Voting Rights and social justice activist Cliff Albright said these victories were made possible by sustained work by devoted activists in the trenches.

“As we reflect on the events of Tuesday, one thing is clear – local elections matter and your voices matter,” said Albright, co-founder and executive director of BlackVotersMatter (BVM) in an email statement. “Black voters impacted key races and were victorious on several critical issues: In Kentucky, we supported partners like KY BLACK, KY Commonwealth Alliance Voter Engagement (CAVE), VOCAL, NAACP, Until Freedom and others to get out the vote for the governor's race targeting key cities such as Louisville, Frankfort, and Lexington. In Virginia, voters helped retain control of the Senate and helped take back the House, preventing any abortion ban. Candidates won in 3 out of 5 house districts that BVM targeted, including the competitive HD (House District) 97 which produced the decisive 51st Democratic seat.”

Albright said BVM supported the work of partners such as the Ohio Unity Coalition with canvassing, texting, and phone banking. 

“In Ohio, voters were able to pass two ballot referendums. The first enshrined a constitutional right to abortion and the second legalized recreational marijuana use,” he said.

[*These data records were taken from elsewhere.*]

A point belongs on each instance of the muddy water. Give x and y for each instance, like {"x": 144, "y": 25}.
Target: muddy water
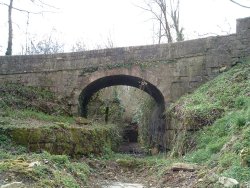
{"x": 122, "y": 185}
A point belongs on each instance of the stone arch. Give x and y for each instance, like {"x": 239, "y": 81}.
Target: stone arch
{"x": 115, "y": 80}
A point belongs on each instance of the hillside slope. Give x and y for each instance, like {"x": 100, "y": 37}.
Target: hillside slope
{"x": 220, "y": 110}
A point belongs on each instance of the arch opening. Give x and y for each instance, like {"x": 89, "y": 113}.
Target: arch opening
{"x": 115, "y": 80}
{"x": 157, "y": 121}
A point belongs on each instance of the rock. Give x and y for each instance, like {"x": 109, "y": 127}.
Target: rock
{"x": 154, "y": 151}
{"x": 228, "y": 182}
{"x": 13, "y": 185}
{"x": 82, "y": 121}
{"x": 184, "y": 167}
{"x": 36, "y": 163}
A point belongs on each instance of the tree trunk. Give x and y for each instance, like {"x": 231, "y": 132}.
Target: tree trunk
{"x": 9, "y": 48}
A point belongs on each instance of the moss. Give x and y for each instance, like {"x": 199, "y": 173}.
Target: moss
{"x": 74, "y": 141}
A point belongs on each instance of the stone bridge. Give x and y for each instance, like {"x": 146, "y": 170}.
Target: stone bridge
{"x": 164, "y": 71}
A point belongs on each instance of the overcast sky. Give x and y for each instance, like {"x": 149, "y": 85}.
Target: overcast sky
{"x": 94, "y": 21}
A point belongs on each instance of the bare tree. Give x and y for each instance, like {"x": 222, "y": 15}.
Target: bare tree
{"x": 78, "y": 46}
{"x": 10, "y": 37}
{"x": 10, "y": 28}
{"x": 235, "y": 2}
{"x": 46, "y": 46}
{"x": 166, "y": 13}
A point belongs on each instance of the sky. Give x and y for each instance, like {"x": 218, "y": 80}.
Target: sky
{"x": 95, "y": 22}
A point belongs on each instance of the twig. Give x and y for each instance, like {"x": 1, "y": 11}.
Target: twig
{"x": 26, "y": 11}
{"x": 244, "y": 6}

Albright said 83 percent of Black Ohioans voted in the affirmative for the abortion issue, while African-Americans were 72 percent of those who voted for legalization of recreational marijuana.

During an interview with a Trice Edney reporter, Albright said his organization has been working “to change the discourse, change the narrative and lean into power we already have.”

“The issues that we focus are largely issues that affect the Black community. When we come up everybody comes up on voting rights, economic justice and Medicaid expansion,” said Albright. “There’s no point in US history where Black folks didn’t advance our interests that didn’t advance the nation. It’s about everybody being able to advance. The way we organize is to focus on Black-led organizations that serve the Black community, but we do this in partnership with organizations on the ground.”

Albright – a 2020 Soros Fellow who has been deeply involved in the activist-led efforts and a lawsuit that forced the redrawing of a congressional district map in Alabama – said he usually doesn’t spend much time celebrating because those white supremacists in politics and elsewhere are always working to cook up voter suppression strategies designed to rob African Americans’ constitutional rights. He said he’s acutely aware of the games certain legislators and policymakers play, all with the intent of blocking any attempts by he, fellow activists and voting rights advocates who are working to bring parity and justice to the electoral process.

“They are trying to take away our votes. They are not guided by commonsense, justice or rightness,” said Albright. “We see anti-Black white supremacy in the Alabama legislature. White supremacy never takes a day off. It’s always playing the long game. When you’re in power, you can play the long game.”